The FTSE TPI Climate Transition index is the first global index to incorporate transition pathway initiative (TPI) analysis to determine a company’s alignment with climate transition.
The Church of England Pension Board will be allocating a £600m mandate tracking the index, supporting the Board’s objective of aligning its fund with the Paris agreement.
In its bid to encourage companies to become more sustainable, the Pensions Board has said it will no longer be investing in several big names in the oil industry.
The index is designed to incorporate five separate sustainable investment data inputs from a combination of TPI analysis and FTSE’s climate framework.
The data inputs include:
- Underweighting companies with fossil fuel reserves
- Overweight companies generating revenues from a ‘green’ economy
- Over or underweight companies depending on their carbon emissions
- Over or underweight companies based on the extent they are managing the risks of a low-carbon transition
- Over or underweight companies based on what extent they are committed to carbon emission pathways that are aligned with 2°C warming scenarios.

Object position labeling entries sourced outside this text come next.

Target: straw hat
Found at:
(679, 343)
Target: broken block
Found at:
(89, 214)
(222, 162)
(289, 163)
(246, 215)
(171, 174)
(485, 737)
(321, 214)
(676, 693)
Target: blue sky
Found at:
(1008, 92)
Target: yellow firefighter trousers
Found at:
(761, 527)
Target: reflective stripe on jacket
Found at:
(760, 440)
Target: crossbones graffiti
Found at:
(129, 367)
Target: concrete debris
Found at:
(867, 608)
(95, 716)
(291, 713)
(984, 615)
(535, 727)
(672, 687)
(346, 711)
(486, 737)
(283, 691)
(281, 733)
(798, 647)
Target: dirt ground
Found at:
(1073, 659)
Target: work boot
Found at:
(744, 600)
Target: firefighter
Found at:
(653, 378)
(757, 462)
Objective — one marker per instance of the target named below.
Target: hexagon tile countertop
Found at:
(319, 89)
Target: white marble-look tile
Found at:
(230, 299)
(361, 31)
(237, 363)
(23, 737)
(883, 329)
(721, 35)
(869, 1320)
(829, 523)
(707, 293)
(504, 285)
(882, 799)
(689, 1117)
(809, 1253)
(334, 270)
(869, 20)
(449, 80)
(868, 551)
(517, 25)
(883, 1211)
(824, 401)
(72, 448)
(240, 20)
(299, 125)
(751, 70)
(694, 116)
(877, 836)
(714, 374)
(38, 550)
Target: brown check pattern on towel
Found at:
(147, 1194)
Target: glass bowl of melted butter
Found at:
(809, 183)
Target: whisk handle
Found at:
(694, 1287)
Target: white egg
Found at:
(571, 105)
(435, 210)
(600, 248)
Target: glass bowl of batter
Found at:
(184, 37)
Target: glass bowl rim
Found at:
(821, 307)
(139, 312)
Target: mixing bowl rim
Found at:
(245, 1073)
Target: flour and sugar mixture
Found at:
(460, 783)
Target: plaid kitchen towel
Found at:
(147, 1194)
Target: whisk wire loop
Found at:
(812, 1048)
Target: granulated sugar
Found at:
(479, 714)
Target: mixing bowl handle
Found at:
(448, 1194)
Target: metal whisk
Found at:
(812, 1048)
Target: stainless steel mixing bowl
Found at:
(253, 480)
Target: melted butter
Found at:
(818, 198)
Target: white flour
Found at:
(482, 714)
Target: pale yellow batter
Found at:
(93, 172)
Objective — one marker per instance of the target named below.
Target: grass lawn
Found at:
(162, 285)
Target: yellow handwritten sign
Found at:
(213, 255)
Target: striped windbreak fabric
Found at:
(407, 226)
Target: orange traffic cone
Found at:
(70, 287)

The index is the first product launched within FTSE Russell’s new generation of climate indices however, it also launched a European climate risk government bond index earlier this month.
Adam Matthews, director of ethics and engagement for the CoE Pensions Board, said: “The message is clear to all publicly listed companies: put in place targets and strategies aligned to Paris and be rewarded with inclusion in the index or work against the long term of interests of beneficiaries and wider society and be excluded.
“The index leaves open a path for anyone of these excluded companies to transition in line with the Paris Agreement and claim their place in the index at a later date.”